Reputation: 11755
Suppose I have a SAS dataset that looks like this:
id x
1 1234
2 2345
3 3456
I need a new data set that has this data set read in (say) 2 times, with a new variable indicating which "replication" this is:
id x rep
1 1234 1
2 2345 1
3 3456 1
1 1234 2
2 2345 2
3 3456 2
It is important that the data are read in this exact order -- the entire initial data set is read once, then again, etc.
Any ideas on an efficient way to do this in a data step? (In reality my data set is huge, I need to read it several times, and I want to avoid sorting.)

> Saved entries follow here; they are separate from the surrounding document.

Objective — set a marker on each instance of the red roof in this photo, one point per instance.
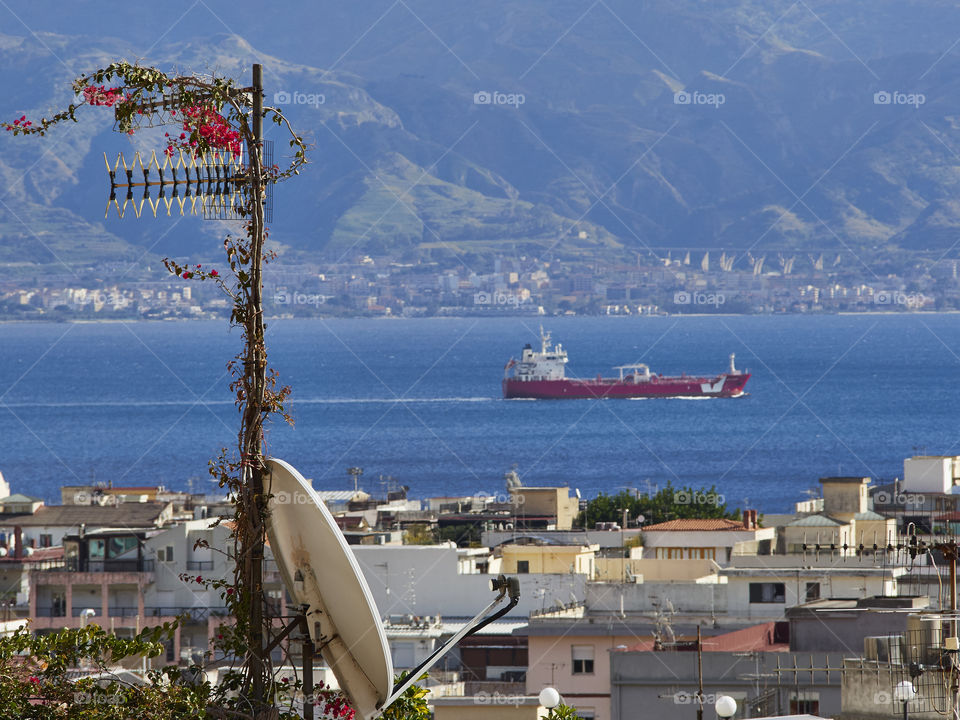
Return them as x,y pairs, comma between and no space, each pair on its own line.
756,637
687,524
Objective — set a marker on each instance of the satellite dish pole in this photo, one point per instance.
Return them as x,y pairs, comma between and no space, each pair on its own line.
256,357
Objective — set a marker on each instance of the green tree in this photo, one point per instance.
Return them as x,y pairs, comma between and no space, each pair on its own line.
668,503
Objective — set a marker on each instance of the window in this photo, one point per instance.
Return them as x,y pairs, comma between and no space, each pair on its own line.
805,703
120,546
582,656
96,549
768,593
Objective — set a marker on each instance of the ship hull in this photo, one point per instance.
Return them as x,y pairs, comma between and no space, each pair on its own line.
721,386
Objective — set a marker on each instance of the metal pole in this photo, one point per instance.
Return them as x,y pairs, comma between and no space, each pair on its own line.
255,403
699,676
308,698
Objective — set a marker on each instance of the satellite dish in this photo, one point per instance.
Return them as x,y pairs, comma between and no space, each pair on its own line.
322,575
320,571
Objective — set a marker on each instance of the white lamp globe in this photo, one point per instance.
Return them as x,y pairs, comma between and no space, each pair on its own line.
726,706
549,698
904,691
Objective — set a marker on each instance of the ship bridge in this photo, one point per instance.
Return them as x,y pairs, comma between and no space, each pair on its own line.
637,373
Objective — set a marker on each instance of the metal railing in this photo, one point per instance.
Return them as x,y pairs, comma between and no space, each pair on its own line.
117,566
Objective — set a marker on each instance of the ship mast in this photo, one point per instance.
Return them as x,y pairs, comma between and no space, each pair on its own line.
544,341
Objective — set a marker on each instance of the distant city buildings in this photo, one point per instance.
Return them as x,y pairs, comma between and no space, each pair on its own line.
524,286
819,612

I tried this, but the order of the observations in the new data set is not what I want:
data foo;
set tmp; rep=1; output;
set tmp; rep=2; output;
run;
Upvotes: 3
Views: 3339
Reputation: 106
If you want to keep to data step, then this will work as you described.
data foo;
set tmp (in=INA) tmp (in=INB);
if INA then REP=1;
if INB then REP=2;
run;
Upvotes: 8
Reputation: 164
data rep;
set tmp;
do rep = 1 to 2; /* or 3, or whatever */
output;
end;
proc sort;
by rep id;
run;
That's it.
Upvotes: 1
Reputation: 2174
You could try it using a view and proc append like this:
/* create view for rep=2 */
data rep2 / view=rep2;
set tmp;
rep = 2;
run;
/* create dataset for rep=1 */
data foo;
set tmp;
rep = 1;
run;
/* append rep=2 to rep=1 dataset */
proc append base=foo data=rep2;
run;
Upvotes: 0